Renewing his pleas for peace through diplomacy, the Pope added: “The first sign of hope should be the desire for peace in our world, which once more finds itself immersed in the tragedy of war. Heedless of the horrors of the past, humanity is confronting yet another ordeal, as many peoples are prey to brutality and violence. What does the future hold for those peoples, who have already endured so much?”

Linking hope to the practice of patience, Pope Francis also said: “In our fast-paced world, we are used to wanting everything now. We no longer have time simply to be with others; even families find it hard to get together and enjoy one another’s company. Patience has been put to flight by frenetic haste, and this has proved detrimental, since it leads to impatience, anxiety and even gratuitous violence, resulting in more unhappiness and self-centredness.”

He also critiqued the internet, saying it did not leave much place for patience because of the prevalence of the “now”.

He said: “Were we still able to contemplate creation with a sense of awe, we might better understand the importance of patience. We could appreciate the changes of the seasons and their harvests, observe the life of animals and their cycles of growth, and enjoy the clarity of vision of Saint Francis.”\

Pope Francis urged people to strive towards a future filled with the laughter of babies and children, “in order to fill the empty cradles in so many parts of our world”. He also pleaded for the young, for older people and for a welcome for migrants, as well as for forgiveness of debt and a general embrace of the concept of forgiveness. 

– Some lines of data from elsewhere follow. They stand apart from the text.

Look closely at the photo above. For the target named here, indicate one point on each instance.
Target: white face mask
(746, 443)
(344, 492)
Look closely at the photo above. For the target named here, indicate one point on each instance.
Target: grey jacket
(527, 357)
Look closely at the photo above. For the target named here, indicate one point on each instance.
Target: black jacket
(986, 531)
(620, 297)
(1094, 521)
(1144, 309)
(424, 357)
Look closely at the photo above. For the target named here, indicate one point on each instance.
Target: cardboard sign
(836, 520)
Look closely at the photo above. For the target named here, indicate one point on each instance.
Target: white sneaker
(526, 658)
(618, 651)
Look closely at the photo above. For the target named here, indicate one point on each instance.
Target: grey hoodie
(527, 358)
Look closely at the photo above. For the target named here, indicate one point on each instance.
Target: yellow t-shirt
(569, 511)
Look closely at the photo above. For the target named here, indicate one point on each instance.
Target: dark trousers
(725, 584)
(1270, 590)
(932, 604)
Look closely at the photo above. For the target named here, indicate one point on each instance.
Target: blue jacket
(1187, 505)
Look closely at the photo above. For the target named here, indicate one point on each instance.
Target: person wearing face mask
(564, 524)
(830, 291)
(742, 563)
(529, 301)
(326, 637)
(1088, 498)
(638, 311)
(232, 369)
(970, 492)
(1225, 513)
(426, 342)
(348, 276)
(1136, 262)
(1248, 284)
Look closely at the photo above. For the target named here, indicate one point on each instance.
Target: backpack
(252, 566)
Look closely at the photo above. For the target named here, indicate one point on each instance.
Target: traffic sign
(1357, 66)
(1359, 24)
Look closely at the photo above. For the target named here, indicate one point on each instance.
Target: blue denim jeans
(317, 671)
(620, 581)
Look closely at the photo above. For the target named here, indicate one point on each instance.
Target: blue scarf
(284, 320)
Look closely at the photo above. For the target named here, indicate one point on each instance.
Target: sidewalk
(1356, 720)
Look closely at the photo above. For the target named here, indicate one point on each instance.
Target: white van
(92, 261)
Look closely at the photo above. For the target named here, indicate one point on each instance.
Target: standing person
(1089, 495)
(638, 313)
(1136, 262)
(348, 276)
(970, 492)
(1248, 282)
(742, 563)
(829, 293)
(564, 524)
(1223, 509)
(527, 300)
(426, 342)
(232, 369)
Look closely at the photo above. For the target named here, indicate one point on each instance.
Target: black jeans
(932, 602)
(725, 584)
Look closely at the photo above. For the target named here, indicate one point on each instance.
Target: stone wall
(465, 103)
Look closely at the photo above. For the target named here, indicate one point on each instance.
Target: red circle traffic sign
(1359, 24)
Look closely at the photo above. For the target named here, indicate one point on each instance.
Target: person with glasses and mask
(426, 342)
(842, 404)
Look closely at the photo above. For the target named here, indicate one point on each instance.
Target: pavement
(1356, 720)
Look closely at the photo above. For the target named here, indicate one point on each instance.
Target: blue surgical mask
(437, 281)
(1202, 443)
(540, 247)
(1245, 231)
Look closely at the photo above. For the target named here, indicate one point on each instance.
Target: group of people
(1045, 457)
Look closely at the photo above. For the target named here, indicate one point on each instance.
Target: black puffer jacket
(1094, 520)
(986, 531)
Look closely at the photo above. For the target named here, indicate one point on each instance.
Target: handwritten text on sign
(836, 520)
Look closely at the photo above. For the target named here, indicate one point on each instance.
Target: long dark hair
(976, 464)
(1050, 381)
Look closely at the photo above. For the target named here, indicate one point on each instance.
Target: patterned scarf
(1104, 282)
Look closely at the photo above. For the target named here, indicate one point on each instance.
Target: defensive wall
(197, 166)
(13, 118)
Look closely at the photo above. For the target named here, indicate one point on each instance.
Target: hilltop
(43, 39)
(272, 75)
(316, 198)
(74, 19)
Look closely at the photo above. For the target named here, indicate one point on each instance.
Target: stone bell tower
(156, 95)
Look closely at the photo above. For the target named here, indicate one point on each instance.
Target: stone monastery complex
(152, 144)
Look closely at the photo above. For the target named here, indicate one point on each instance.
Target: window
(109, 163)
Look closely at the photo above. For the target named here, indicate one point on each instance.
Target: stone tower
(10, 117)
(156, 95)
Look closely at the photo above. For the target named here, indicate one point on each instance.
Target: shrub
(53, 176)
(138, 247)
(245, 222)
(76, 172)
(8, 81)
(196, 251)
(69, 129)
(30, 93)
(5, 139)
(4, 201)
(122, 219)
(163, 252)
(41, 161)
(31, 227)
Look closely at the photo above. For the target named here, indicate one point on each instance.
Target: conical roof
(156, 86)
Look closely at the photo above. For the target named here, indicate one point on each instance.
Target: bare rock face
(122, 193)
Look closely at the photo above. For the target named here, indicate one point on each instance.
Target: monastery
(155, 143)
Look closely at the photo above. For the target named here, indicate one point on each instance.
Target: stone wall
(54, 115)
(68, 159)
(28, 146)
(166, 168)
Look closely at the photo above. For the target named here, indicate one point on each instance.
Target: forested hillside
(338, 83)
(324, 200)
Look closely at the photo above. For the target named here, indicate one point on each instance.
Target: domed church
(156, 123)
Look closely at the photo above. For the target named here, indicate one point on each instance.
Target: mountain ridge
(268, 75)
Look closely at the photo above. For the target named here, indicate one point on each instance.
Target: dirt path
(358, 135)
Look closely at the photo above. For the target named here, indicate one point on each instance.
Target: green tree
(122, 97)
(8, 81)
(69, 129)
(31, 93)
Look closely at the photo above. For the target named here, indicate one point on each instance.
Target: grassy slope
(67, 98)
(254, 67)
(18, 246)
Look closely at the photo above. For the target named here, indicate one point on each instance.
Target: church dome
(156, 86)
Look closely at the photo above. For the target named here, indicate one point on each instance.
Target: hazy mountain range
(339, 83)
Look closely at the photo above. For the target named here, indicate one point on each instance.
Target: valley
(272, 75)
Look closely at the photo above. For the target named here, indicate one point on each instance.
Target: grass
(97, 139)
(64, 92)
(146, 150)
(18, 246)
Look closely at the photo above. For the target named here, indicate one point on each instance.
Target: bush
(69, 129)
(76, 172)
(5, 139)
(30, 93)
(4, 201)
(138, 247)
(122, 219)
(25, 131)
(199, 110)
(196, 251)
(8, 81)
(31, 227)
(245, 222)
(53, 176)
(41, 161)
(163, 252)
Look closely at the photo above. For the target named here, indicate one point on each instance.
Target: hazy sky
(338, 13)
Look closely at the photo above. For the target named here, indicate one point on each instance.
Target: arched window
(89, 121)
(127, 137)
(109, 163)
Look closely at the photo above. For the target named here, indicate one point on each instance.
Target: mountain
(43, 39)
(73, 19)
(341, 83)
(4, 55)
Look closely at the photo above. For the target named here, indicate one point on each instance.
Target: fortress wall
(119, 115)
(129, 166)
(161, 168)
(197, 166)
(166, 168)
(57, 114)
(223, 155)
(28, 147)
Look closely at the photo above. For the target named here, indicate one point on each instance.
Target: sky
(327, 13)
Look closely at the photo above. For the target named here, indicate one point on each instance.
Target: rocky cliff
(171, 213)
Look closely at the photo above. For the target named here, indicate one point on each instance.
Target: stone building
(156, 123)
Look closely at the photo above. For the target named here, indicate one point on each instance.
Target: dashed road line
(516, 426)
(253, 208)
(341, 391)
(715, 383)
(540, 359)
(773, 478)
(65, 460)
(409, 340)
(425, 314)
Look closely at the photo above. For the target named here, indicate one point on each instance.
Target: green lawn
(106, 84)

In his proclamation, Pope Francis stipulated that on Sunday, 29 December, in every cathedral and co-cathedral, diocesan bishops are to celebrate Mass as the solemn opening of the Jubilee Year. The Holy Year will conclude on Sunday, 28 December 2025.

Raymond Frield, chief executive of Csan, was among those to welcome the Jubilee. He said, “It is incredibly powerful, a heartfelt call for personal and societal renewal.”